Alors que l’Europe interdit certains pesticides pour protéger sa population, la multinationale Syngenta continue d’exporter massivement ces mêmes substances vers le Maroc. Une enquête de Greenpeace et Public Eye révèle qu’en 2023, plus de 8 500 tonnes de produits toxiques ont été acheminées vers le royaume chérifien. Ainsi, des travailleurs agricoles et des consommateurs ont été exposés à des risques sanitaires majeurs. Une situation qui illustre le fossé grandissant entre les normes environnementales du Nord et du Sud.

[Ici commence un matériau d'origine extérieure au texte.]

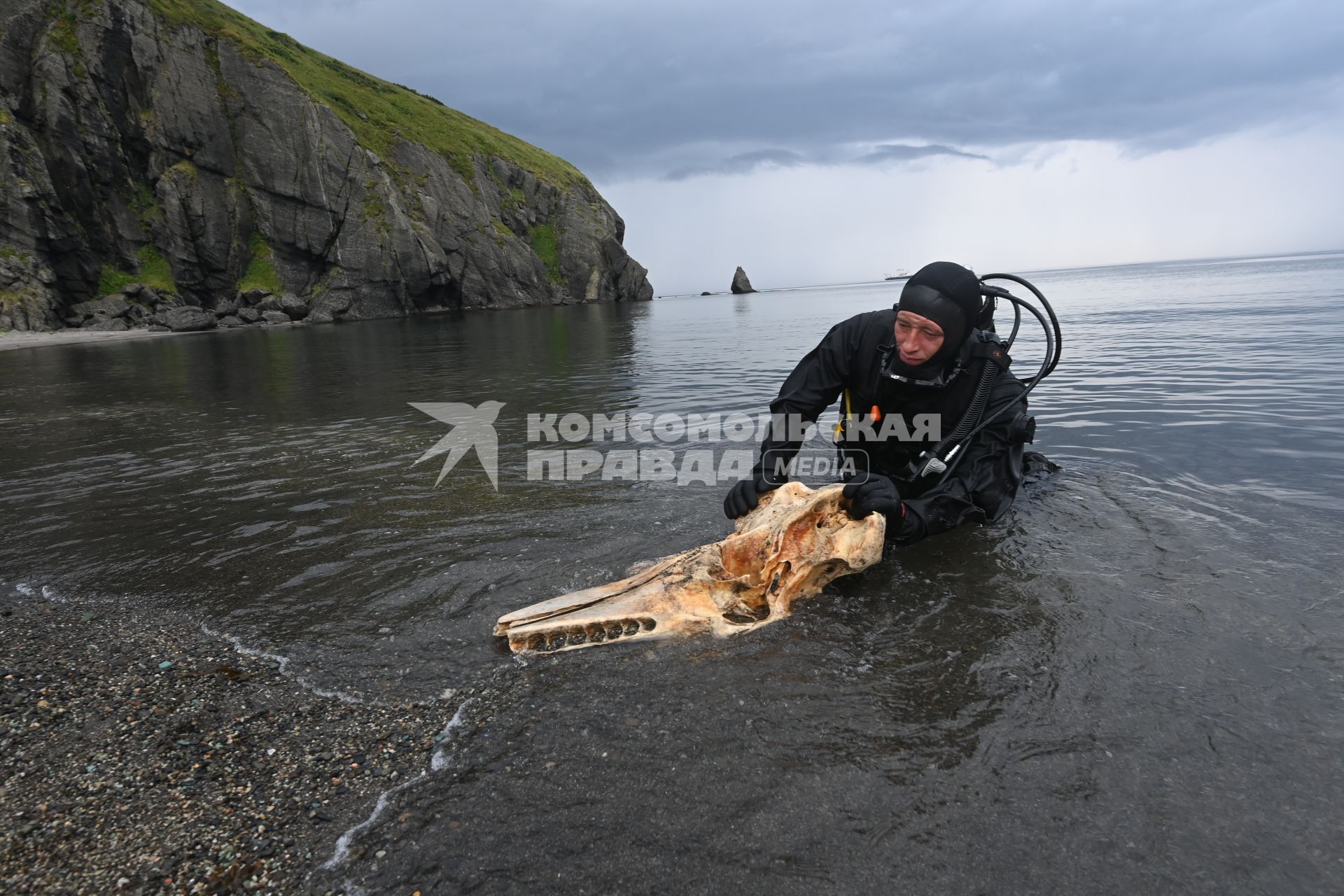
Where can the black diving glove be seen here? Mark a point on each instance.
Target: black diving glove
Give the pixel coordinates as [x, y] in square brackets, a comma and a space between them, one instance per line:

« C’est comme si on nous disait que notre vie valait moins que celle des Européens. » Ces mots amers d’un agriculteur marocain résument le scandale qui secoue actuellement le secteur agricole. Une enquête de Greenpeace et Public Eye dénonce une pratique aussi cynique que dangereuse. En 2023, Syngenta a déversé plus de 8 500 tonnes de pesticides interdits en Europe vers des pays comme le Maroc, l’Inde ou le Brésil où la réglementation est plus souple.

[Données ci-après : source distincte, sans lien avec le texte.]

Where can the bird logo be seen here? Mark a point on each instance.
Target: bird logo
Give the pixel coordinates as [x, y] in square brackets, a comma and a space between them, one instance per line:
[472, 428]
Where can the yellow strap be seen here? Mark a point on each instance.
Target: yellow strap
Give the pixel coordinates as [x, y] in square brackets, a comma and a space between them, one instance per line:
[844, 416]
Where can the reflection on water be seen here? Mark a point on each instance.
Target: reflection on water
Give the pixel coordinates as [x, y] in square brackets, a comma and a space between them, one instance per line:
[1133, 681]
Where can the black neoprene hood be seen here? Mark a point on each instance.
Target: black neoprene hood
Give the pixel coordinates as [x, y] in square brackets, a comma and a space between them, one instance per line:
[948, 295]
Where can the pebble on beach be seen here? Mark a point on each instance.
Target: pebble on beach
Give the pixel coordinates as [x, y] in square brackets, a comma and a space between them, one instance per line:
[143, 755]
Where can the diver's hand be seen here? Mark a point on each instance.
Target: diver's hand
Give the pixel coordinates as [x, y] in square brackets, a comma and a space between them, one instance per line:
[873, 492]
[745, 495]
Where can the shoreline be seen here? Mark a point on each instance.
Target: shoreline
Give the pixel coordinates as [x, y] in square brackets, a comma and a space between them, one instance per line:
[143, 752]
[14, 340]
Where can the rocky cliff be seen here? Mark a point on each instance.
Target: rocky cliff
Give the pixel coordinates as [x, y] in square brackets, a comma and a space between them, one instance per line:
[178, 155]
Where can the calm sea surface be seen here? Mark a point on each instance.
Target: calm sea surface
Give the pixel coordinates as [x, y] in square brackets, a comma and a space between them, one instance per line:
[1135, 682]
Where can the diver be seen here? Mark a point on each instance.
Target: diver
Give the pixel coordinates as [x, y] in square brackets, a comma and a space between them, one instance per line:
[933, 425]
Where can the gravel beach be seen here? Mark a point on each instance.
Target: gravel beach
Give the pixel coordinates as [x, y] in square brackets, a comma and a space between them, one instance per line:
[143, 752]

Au cœur de cette controverse, deux poisons particulièrement redoutables : le thiaméthoxame et le diquat. Le premier, tueur d’abeilles notoire, a été exporté à hauteur de 374 tonnes – de quoi traiter une surface plus grande que l’Angleterre. Le second, cousin chimique du tristement célèbre paraquat, a été expédié à plus de 5 000 tonnes vers le Maroc et d’autres pays en développement.
Dans les champs marocains, la réalité est brutale. Mohammed, agriculteur depuis 30 ans près de Fès, témoigne : « Nous savons que ces produits sont dangereux, mais on nous dit qu’ils sont autorisés ici. Comment expliquer qu’ils soient trop dangereux pour les Européens, mais assez sûrs pour nous ? »
Que fait l’ONSSA ?
Le système de contrôle marocain montre ses limites. L’ONSSA, censée être le gardien de la sécurité alimentaire, peine à endiguer ce flux toxique. Les frontières poreuses et le manque de moyens techniques transforment le pays en terrain de jeu pour les géants de l’agrochimie.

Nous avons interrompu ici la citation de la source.